You first need to download the data, unzip and and store all images in the data/images folder, see the csv files for our train/val split. We also pre-processed images by cropping to the field-of-view and resizing, which provides faster training than having to resize on-the-fly for each iteration. You can probably recycle part of the code we used for this, it's in prepare_training_data.py and prepare_test_data.py.

When everything is ready, you can for example run the following:

python train.py --csv_train train.csv --model_name resnext50 --base_loss gls --lambd 10 --exp 2 --save_path gls_reg_1e2_resnext50_exp2

Which trains a resnext50 model on the eyepacs dataset with a Gaussian Label Smoothing+Cross-Entropy loss, that is regularized by a CS term with a weight of 10, and where the cost matrix is L2 (because of --exp 2).
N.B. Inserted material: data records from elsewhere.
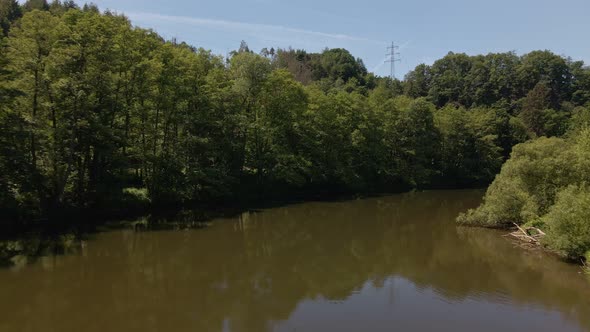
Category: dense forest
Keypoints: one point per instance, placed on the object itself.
(96, 114)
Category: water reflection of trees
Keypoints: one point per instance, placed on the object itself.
(251, 271)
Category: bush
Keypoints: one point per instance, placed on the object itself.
(527, 185)
(568, 223)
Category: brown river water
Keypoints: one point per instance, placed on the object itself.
(394, 263)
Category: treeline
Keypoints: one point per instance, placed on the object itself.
(545, 184)
(98, 114)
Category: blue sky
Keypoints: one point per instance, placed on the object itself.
(425, 29)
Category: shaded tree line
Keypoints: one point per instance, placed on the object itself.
(98, 114)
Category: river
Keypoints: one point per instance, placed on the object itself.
(394, 263)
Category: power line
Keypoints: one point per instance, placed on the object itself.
(393, 55)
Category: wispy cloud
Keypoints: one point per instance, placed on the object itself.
(261, 30)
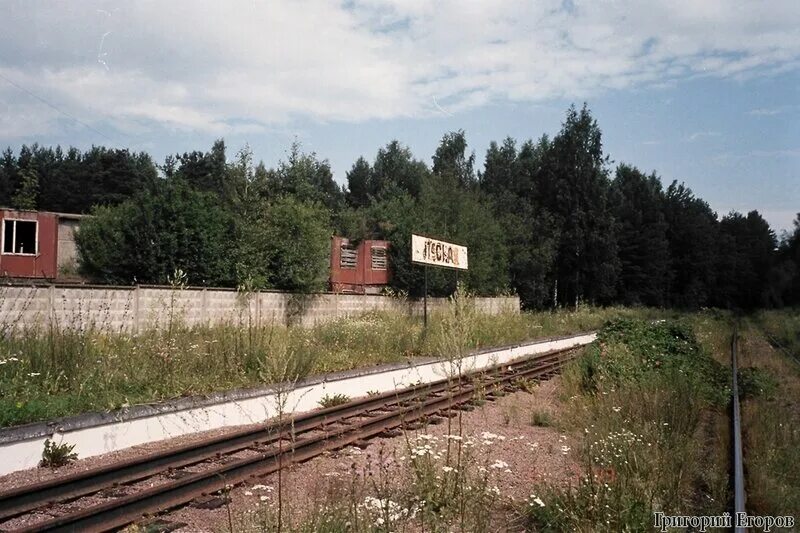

After training, weights are stored at experiments/gls_reg_1e2_resnext50_exp2/. If you now want to generate predictions on the Eyepacs test set, you would run:

test_dihedral_tta.py --csv_test data/test_eyepacs.csv --model_name resnext50 --load_path experiments/gls_reg_1e2_resnext50_exp2 --csv_out results/results.csv

Results of this model on the test set of Eyepacs and on Messidor-2 are already present in results/gls_reg_1e2_resnext50_exp2_Mtask_eyepacs.csv and results/gls_reg_1e2_resnext50_exp2_Mtask_messidor2.csv.